# A High-Performance Systolic Array Accelerator Dedicated for CNN

Jing Shen, Haoqi Ren, Zhifeng Zhang, Jun Wu\*, Wenqi Pan, Zhenyu Jiang College of Electronics and Information Engineering, Tongji University, 201804 Shanghai, China

e-mail: {1732983, renhaoqi, zhangzf, wujun, 1810866, 1832925}@tongji.edu.cn

Abstract—The rapid development of artificial intelligence has made the convolutional neural network (CNN) more important. The traditional computing architecture based on CPU can't meet the requirements of the practical applications. Therefore, the development of a new hardware computing platform for CNN becomes more urgent. This paper proposes a systolic array accelerator dedicated to CNN. As CNN model requires a lot of simple logic operations, we optimize the convolution calculation module with the systolic multiply-accumulate (MAC) array. We design three kinds of convolution calculation mappings, which can deal with convolution with different sizes. Our accelerator realizes efficient reuse of local storage area data, which reduces data movement and improves computing performance. To balance storage bandwidth computational speed, the convolutional layer is subdivided into granular tasks and executed to mask the time of accessing external storage. This accelerator also supports Winograd convolution of 3x3 weight kernels. The heterogeneous system consisting of the accelerator and the self-developed digital signal processor SWIFT (SWIFT DSP) is verified on the FPGA platform. The experimental results show that our accelerator outperforms traditional accelerators under the same condition.

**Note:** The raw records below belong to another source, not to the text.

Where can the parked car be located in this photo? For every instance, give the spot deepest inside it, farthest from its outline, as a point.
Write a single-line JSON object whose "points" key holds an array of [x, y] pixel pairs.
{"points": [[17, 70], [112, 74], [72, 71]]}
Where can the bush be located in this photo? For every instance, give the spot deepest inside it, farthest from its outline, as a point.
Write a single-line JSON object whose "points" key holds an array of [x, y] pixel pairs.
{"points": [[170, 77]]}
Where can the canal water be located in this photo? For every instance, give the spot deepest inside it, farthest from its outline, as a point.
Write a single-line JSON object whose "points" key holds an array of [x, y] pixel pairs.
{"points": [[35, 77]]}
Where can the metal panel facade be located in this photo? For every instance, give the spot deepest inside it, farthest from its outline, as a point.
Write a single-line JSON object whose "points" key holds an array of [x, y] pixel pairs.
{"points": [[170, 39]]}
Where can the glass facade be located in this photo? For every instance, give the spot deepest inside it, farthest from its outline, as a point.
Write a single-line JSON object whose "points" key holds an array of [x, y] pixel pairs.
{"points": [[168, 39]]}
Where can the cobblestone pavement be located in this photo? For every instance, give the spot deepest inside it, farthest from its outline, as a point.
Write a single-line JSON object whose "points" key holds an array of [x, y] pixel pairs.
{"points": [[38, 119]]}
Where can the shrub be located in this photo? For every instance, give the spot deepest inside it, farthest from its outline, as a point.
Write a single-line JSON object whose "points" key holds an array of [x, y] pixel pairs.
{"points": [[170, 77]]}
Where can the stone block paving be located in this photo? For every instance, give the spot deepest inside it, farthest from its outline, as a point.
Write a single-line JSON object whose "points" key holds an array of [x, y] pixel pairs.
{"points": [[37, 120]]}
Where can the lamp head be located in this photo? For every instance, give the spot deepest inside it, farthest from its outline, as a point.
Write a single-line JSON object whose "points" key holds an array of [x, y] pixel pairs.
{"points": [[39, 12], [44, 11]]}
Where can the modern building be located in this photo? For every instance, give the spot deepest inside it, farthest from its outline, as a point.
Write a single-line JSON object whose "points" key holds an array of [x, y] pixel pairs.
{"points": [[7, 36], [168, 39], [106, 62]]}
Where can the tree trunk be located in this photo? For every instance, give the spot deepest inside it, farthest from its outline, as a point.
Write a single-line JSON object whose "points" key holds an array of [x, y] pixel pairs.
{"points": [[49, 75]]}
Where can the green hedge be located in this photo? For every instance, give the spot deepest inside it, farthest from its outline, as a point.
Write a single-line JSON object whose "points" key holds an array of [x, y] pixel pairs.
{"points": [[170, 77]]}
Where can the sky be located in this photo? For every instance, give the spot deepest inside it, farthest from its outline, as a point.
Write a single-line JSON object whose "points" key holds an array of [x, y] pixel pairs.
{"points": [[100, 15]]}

Keywords-CNN; DNN; parallel computer architecture; accelerator

### I. INTRODUCTION

With the widespread use of deep learning in many fields, the underlying model-convolutional neural network (CNN) has also received increasing attention. However, as the depth of the network continues increasing, the scale of data movement and calculation continues to expanding, and the computational workload exponentially increases. However, the traditional processors are not designed for calculating the workload of neural networks, which are the basis of many applications. Therefore, new architectures are required to meet the growing computing demands.

Accelerators for specific CNNs (such as AlexNet, ZynqNet) are not in common use and therefore not suitable for mass production. Since the TPU is not for sale, only GPU and FPGA are available to be the training platform for the neural network, whose power consumption is large and the price is high. Since GPU is not a specially designed AI chip, only a small part of its function is suitable for deep machine learning. Besides, GPU's future target will still not be AI either. FPGAs have too much unnecessary flexibility to support common functions, and are less efficient in power efficiency and area efficiency for deep neural network (DNN)

calculations. The market demands and application prospects of deep learning accelerators for DNN are very broad.

NVIDIA proposed a AI chip architecture--NVIDIA Deep Learning Accelerator (NVDLA). The NVDLA is a free and open architecture that promotes a standard way to design deep learning inference accelerators. With its modular architecture, NVDLA is scalable, highly configurable, and designed to simplify integration and portability. It supports a wide range of performance levels and readily scales for applications ranging from smaller, cost-sensitive Internet of Things (IoT) devices to larger performance oriented IoT devices. The convolution module uses three parallel convolution calculation mapping modes (DC, WG and IMG) to optimize the analysis and design the convolution pipeline, to realize the local storage area. Efficient reuse reduces the number of data movements and increases the degree of parallelism in multiple dimensions in the calculation.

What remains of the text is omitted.